Inhalt
"In allen
Feuilletons wird der bevorstehende demographische Kollaps der
westlichen Industriegesellschaften beschworen. Vor 100 Jahren
war das nicht anders. Die Beschwörung der Demographie in der
Form einer nahenden Katastrophe hat seit langem Konjunktur.
Wieso aber leben wir noch? Warum schlagen demographische
Prognosen regelmäßig fehl? Welche bio-politischen Funktionen
könnte ein Diskurs haben, der erfolgreich sein permanentes
Scheitern überlebt?

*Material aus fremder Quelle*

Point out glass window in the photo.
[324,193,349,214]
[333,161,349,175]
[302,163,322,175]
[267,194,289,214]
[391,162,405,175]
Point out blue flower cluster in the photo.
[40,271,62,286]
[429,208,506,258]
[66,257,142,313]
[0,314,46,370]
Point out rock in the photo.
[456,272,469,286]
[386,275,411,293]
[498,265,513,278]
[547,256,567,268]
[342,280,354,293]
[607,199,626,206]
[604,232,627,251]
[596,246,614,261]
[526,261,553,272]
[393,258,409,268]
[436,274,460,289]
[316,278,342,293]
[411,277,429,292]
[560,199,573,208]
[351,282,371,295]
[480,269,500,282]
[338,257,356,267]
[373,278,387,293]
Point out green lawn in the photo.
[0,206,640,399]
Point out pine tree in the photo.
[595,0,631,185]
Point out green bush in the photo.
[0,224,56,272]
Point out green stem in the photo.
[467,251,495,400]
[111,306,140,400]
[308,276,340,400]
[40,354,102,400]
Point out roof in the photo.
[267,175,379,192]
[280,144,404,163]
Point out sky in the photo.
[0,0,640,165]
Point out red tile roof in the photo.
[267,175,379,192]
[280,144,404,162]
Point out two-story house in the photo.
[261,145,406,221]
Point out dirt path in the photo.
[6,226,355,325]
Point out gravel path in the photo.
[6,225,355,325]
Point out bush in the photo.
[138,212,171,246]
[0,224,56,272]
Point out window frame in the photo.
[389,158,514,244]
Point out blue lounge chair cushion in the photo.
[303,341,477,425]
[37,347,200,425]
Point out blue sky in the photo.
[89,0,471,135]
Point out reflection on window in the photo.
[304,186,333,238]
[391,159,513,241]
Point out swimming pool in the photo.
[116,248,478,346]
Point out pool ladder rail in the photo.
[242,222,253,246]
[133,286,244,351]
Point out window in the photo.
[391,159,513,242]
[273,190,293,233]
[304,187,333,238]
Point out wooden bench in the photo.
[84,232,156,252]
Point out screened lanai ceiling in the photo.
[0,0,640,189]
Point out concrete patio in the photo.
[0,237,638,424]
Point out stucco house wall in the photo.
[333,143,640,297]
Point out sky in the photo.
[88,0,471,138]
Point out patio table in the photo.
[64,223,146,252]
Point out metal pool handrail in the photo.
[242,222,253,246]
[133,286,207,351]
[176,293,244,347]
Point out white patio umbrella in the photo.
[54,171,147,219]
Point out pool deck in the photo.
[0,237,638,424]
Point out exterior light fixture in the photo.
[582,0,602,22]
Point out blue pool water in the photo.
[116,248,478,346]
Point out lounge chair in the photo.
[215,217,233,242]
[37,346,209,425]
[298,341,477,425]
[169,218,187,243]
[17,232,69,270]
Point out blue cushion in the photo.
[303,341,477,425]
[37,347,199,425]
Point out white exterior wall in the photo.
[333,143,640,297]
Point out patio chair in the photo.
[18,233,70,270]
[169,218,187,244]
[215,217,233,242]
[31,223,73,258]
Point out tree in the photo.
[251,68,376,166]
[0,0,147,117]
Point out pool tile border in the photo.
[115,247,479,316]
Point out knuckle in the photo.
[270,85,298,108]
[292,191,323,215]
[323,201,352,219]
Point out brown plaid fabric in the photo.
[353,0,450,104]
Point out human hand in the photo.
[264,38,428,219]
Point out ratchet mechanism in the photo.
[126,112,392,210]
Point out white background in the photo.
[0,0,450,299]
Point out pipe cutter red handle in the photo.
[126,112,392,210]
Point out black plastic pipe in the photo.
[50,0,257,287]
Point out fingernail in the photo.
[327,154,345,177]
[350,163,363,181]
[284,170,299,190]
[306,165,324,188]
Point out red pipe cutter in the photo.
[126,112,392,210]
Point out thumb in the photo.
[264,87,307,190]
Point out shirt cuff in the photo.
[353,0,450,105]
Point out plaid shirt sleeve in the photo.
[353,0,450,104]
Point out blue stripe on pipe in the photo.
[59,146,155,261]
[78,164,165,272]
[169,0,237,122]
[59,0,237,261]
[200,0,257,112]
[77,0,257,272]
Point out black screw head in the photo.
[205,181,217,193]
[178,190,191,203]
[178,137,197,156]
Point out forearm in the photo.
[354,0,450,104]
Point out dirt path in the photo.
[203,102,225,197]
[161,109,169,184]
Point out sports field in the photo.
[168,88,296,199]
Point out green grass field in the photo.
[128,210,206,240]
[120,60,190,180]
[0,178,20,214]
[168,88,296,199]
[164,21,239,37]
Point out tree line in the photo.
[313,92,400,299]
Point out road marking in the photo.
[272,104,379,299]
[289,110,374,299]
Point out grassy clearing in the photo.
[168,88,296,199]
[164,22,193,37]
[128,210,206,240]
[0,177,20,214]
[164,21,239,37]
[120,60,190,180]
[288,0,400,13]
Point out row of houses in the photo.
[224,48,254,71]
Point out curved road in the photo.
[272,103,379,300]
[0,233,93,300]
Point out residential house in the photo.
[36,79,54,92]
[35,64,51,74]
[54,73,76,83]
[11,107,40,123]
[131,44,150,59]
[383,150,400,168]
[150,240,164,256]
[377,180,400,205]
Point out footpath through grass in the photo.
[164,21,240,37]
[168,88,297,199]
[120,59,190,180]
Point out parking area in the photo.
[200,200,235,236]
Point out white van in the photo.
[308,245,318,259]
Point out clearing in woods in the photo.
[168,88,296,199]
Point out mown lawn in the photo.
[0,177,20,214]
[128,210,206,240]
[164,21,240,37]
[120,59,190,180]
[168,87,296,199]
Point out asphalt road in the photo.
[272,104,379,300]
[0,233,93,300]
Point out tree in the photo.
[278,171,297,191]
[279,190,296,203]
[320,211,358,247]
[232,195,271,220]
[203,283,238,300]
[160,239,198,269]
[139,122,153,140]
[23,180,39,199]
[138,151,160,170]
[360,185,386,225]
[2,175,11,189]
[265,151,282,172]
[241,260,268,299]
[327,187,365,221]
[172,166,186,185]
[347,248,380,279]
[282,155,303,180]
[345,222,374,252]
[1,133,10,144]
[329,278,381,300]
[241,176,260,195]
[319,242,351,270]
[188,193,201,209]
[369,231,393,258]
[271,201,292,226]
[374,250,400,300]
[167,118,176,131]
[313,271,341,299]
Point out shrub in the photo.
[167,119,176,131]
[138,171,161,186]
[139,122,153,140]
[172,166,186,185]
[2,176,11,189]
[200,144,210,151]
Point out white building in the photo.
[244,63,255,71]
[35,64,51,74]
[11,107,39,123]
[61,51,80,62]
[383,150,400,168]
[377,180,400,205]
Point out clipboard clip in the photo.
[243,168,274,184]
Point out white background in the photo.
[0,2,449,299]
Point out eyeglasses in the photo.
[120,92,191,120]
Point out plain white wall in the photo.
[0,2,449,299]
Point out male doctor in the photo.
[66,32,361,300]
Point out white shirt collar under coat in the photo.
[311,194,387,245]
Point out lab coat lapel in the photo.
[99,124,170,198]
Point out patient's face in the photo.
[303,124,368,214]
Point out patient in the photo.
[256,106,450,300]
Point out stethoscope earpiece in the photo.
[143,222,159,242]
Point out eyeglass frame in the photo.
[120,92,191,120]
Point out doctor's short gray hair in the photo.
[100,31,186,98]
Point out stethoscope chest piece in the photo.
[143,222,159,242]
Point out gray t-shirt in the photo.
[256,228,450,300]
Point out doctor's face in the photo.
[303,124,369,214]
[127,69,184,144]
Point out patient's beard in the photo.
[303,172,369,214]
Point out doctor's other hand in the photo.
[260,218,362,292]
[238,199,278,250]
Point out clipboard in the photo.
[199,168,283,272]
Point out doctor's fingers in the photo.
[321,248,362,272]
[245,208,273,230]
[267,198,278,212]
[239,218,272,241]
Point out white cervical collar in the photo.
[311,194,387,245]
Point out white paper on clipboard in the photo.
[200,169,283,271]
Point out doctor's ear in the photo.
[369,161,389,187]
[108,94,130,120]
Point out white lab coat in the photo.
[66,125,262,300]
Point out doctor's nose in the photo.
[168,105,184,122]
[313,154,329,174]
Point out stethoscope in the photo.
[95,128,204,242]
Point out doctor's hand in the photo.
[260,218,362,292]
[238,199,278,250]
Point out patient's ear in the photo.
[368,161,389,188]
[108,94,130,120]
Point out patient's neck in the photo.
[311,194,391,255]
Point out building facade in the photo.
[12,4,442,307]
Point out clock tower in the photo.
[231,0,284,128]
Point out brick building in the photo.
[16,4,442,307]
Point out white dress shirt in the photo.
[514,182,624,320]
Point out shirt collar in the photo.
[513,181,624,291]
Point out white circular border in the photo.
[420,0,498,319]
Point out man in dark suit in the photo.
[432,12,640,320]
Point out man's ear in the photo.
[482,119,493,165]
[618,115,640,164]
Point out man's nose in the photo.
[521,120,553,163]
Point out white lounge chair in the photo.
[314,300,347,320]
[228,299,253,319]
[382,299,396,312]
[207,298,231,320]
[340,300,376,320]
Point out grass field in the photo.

Um Alternativen zur aktuellen
Untergangsstimmung denken zu können, soll ein vergleichender
Blick in die Geschichte die spezifische Form des Sprechens über
Bevölkerung enthüllen."
Bewertung
Thomas Etzemüller arbeitet in
seinem aufschlussreichen Buch die Grundelemente des
internationalen Bevölkerungsdiskurses heraus.
Die Wahrnehmung und die
politische Bearbeitbarkeit der Herausforderungen, vor die uns
der demografische Wandel stellt, unterscheidet sich, je nachdem
welche Vorstellungen zur Bevölkerungsfrage zur Verfügung stehen.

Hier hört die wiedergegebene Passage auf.